The core operation is almost comically simple to describe: given a sequence of words, predict the next one. Repeat until you have a paragraph. The complexity lies entirely in how that prediction is made — and the scale at which it happens.

Tokens, weights, and the transformer trick

Large language models do not read words the way humans do. They break text into "tokens" — fragments that might be whole words, syllables, or even individual characters depending on frequency. The word "understanding" might be one token; "defenestration" might be three. A model like GPT-4 processes these tokens through dozens of layers of mathematical transformations, each layer adjusting numerical "weights" that encode patterns learned during training.

The breakthrough architecture, introduced in a landmark 2017 paper titled "Attention Is All You Need," is called the transformer. Its key innovation is the "attention mechanism," which allows the model to weigh how much each token in a sequence should influence the prediction of the next. When generating a sentence about Paris, the model attends more heavily to tokens like "France" and "Eiffel" than to "the" or "a." This context-sensitivity is what makes modern outputs feel coherent across long passages.

Training: reading the internet, statistically

Before a model can predict anything, it must be trained on vast corpora — billions of documents scraped from books, websites, academic papers, and code repositories. During training, the model sees a passage with the final word hidden and guesses what comes next. If it guesses wrong, the error signal propagates backward through the network, nudging the weights slightly. Repeat this process trillions of times, and patterns emerge: grammar, facts, style, even the cadence of human reasoning.

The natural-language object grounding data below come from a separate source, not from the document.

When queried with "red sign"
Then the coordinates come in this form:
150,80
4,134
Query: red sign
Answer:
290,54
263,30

Critically, the model stores no explicit database of facts. It cannot look up that the Eiffel Tower is 330 metres tall. It has merely learned that, in contexts involving the Eiffel Tower and height, the tokens "330" and "metres" frequently appear together. This is why LLMs "hallucinate" — they generate statistically plausible text that may be factually false, because plausibility and truth are not the same thing.

What this means for users and policymakers

Recognising that LLMs are prediction engines, not reasoning agents, clarifies both their power and their limits. They excel at drafting, summarising, translating, and brainstorming — tasks where fluency matters more than factual precision. They falter when asked to verify claims, perform novel logical deductions, or know when they do not know something.

For regulators, the implication is that anthropomorphising these systems leads to misguided policy. An LLM cannot "intend" harm any more than a calculator can. The risks are real — misinformation, bias encoded in training data, job displacement — but they stem from how humans deploy the technology, not from emergent machine volition.

Our take

The tendency to describe LLMs as "thinking" or "understanding" is understandable; their outputs invite it. But indulging that metaphor obscures the engineering reality and inflates both fears and expectations. These are statistical mirrors, reflecting the patterns of human language back at us with eerie fidelity. That is genuinely impressive. It is also, at bottom, arithmetic — performed at a scale that makes it feel like sorcery. Knowing the trick does not diminish the show; it simply helps you know when to applaud and when to check the receipts.